3o Une objection non moins grave contre le système de M. Grætz est que, si le livre de Tobie était postérieur à la défaite de Bar-Coziba, les chrétiens ne l’eussent pas adopté. Dans l’intervalle de Titus à Adrien, la fraternité religieuse des juifs et des chrétiens est suffisante pour que les livres nouveaux éclos dans la communauté juive, tels que Judith, l’apocalypse d’Esdras, celle de Baruch, passent sans difficulté de la synagogue à l’Église. Après les déchirements qui accompagnèrent la guerre de Bar-Coziba, cela n’eut plus lieu. Le judaïsme et le christianisme sont désormais deux ennemis ; rien ne passe d’un côté à l’autre du fossé qui les sépare[1]. Et puis la synagogue, à vrai dire, ne crée plus de pareils livres, calmes, idylliques, sans fanatisme, sans haine. À partir de 135, le judaïsme produit le Talmud, une sèche et âpre casuistique.
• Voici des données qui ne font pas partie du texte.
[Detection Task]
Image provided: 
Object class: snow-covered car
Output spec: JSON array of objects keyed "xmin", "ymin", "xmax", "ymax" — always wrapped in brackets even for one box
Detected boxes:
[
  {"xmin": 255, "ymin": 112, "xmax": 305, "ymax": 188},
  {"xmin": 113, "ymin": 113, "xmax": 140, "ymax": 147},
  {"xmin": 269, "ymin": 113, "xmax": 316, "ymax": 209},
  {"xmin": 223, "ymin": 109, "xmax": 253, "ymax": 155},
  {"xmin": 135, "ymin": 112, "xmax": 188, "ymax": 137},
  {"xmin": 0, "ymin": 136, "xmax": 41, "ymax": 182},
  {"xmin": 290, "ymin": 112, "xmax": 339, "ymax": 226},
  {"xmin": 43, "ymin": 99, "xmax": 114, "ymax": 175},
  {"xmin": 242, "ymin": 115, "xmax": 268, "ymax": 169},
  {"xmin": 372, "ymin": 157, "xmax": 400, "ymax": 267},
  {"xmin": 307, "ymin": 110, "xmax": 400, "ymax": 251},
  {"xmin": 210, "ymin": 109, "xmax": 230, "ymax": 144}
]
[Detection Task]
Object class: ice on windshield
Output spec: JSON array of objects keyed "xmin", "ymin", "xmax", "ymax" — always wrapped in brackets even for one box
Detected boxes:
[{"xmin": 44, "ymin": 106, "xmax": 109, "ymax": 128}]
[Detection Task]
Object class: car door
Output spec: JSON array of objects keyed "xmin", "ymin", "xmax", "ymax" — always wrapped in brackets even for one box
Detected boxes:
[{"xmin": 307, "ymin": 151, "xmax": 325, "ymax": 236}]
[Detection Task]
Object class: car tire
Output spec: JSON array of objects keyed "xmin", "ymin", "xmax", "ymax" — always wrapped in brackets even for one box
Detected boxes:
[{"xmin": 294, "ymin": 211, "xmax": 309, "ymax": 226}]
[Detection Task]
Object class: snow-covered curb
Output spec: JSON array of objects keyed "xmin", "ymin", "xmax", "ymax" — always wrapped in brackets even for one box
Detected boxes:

Des croyances toutes profanes et d’origine persane, comme la guérison des démoniaques et des aveugles par des viscères de poissons, cette sobriété de merveilleux, par suite de laquelle les deux éprouvés sont guéris, sans miracle, par des recettes dont les privilégiés de Dieu ont le secret, tout cela n’est plus

  1. Voir ci-dessus, p. 259 et suiv.